Rich McIntyre, Arambula’s campaign manager, said he thinks Republican presidential contender Donald Trump also played into the final outcome.
“My personal opinion is that what we saw last night was the first snapshot of how Trump plays in the Central Valley – and potentially a lot of other places,” McIntyre said.
The campaign polled on Trump, and he was viewed unfavorably by more than 60 percent of respondents, McIntyre said. A late independent campaign ad connected Trump and Olivier, and McIntyre said Olivier’s failure “to repudiate Trump in two debates energized voters, and some of those were low-propensity or first-time voters. My counsel to progressives running contested elections in this cycle is to pose the same Trump question to Republican candidates we did: ‘If Donald Trump is the Republican nominee, will you support and vote for him?’ ”

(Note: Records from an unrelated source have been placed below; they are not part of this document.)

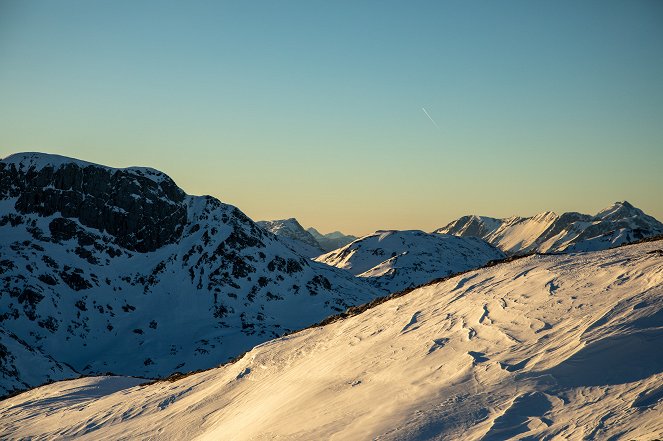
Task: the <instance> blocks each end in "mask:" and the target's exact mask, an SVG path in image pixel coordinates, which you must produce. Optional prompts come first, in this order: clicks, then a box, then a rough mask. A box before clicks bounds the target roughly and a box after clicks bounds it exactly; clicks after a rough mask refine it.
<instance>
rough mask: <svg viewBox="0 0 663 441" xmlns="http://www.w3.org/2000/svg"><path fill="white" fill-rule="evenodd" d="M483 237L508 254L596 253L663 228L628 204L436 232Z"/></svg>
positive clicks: (486, 220)
mask: <svg viewBox="0 0 663 441" xmlns="http://www.w3.org/2000/svg"><path fill="white" fill-rule="evenodd" d="M435 232H436V233H442V234H453V235H455V236H460V237H480V238H482V239H484V240H486V241H487V242H489V243H491V244H493V245H495V246H496V247H498V248H499V249H501V250H502V251H504V252H505V253H507V254H524V253H528V252H532V251H538V252H576V251H596V250H602V249H606V248H610V247H613V246H616V245H622V244H624V243H629V242H633V241H636V240H640V239H644V238H647V237H652V236H656V235H659V234H663V224H662V223H661V222H659V221H657V220H656V219H654V218H653V217H651V216H649V215H647V214H645V213H644V212H643V211H642V210H640V209H638V208H636V207H634V206H633V205H631V204H629V203H628V202H626V201H624V202H616V203H614V204H613V205H611V206H610V207H608V208H605V209H604V210H601V211H600V212H599V213H597V214H596V215H595V216H590V215H587V214H582V213H574V212H570V213H563V214H562V215H557V214H556V213H553V212H551V211H547V212H544V213H540V214H537V215H536V216H532V217H527V218H524V217H510V218H506V219H495V218H491V217H485V216H463V217H461V218H460V219H457V220H455V221H453V222H451V223H450V224H449V225H447V226H446V227H443V228H440V229H438V230H436V231H435Z"/></svg>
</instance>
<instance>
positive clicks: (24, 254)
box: [0, 153, 381, 396]
mask: <svg viewBox="0 0 663 441" xmlns="http://www.w3.org/2000/svg"><path fill="white" fill-rule="evenodd" d="M100 210H101V211H100ZM100 212H101V213H105V214H104V215H100ZM0 289H1V295H0V396H2V395H6V394H10V393H13V392H15V391H17V390H25V389H26V388H28V387H34V386H38V385H41V384H44V383H46V382H49V381H52V380H59V379H62V378H75V377H78V376H79V375H80V374H85V375H93V374H95V375H99V374H105V373H107V372H112V373H114V374H122V375H129V376H142V377H150V378H155V377H161V376H165V375H169V374H171V373H173V372H175V371H180V372H188V371H192V370H197V369H204V368H210V367H213V366H217V365H219V364H220V363H223V362H227V361H228V360H230V359H232V358H234V357H236V356H238V355H240V354H242V353H243V352H245V351H247V350H249V349H251V348H252V347H253V346H255V345H256V344H259V343H262V342H265V341H267V340H269V339H272V338H275V337H278V336H281V335H283V334H284V333H288V332H292V331H294V330H297V329H301V328H303V327H306V326H308V325H311V324H312V323H315V322H317V321H319V320H321V319H323V318H325V317H327V316H329V315H331V314H335V313H338V312H340V311H343V310H345V309H346V308H348V307H350V306H353V305H358V304H361V303H365V302H367V301H369V300H371V299H373V298H375V297H376V296H378V295H380V294H381V293H380V292H379V291H378V290H376V289H375V288H373V287H372V286H370V285H369V284H367V283H365V281H363V280H362V279H357V278H355V277H353V276H352V275H350V274H347V273H346V272H344V271H341V270H338V269H335V268H331V267H329V266H327V265H324V264H321V263H317V262H313V261H310V260H309V259H306V258H304V257H302V256H300V255H298V254H296V253H295V252H293V251H292V250H291V249H290V248H288V246H286V245H284V244H283V243H281V242H280V241H279V240H278V239H277V238H276V236H274V235H272V234H270V233H267V232H266V231H264V230H263V229H261V228H260V227H258V226H257V225H256V224H255V223H254V222H253V221H251V220H250V219H249V218H248V217H247V216H246V215H244V214H243V213H242V212H241V211H240V210H239V209H237V208H235V207H233V206H231V205H227V204H223V203H221V202H220V201H219V200H217V199H215V198H212V197H210V196H189V195H186V194H184V192H183V191H182V190H181V189H179V188H177V187H176V185H175V184H174V183H173V182H172V180H171V179H170V178H168V177H167V176H166V175H164V174H162V173H160V172H157V171H154V170H152V169H148V168H135V167H132V168H128V169H113V168H110V167H104V166H99V165H95V164H90V163H87V162H83V161H78V160H74V159H69V158H64V157H60V156H55V155H47V154H37V153H25V154H17V155H12V156H10V157H9V158H6V159H5V160H3V161H0ZM138 354H140V355H138Z"/></svg>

For all this, the battle for the 31st Assembly District is far from finished.
This election isn’t even over.
There are around 5,000 absentee and provisional ballots left to be counted, according to Fresno County Clerk Brandi Orth.
Arambula would have to lose close to 62 percent of the remaining ballots to fall below the 50 percent threshold and into a runoff. It would be a collapse of monumental proportions for Arambula and almost certainly won’t happen.
Orth has until April 14 to certify the election; then Arambula can be sworn in. When he takes office, Arambula, 38, will be the 10th-youngest of 80 Assembly members, according to legislative historian Alex Vassar.
Another interesting factoid from Vassar: Arambula will be the seventh current Assembly member to win his seat in a special election.
Arambula, Miller and Olivier are slated to do battle again. The same three are certified to run in the June primary election to serve a two-year 31st Assembly term beginning in December. The top two finishers in the June primary will advance to the November general election.
If Olivier is considering backing out of the June race, Republicans are counseling against it. The GOP has invested considerable time and resources into Olivier, and because of that, they say, he needs to battle to the end.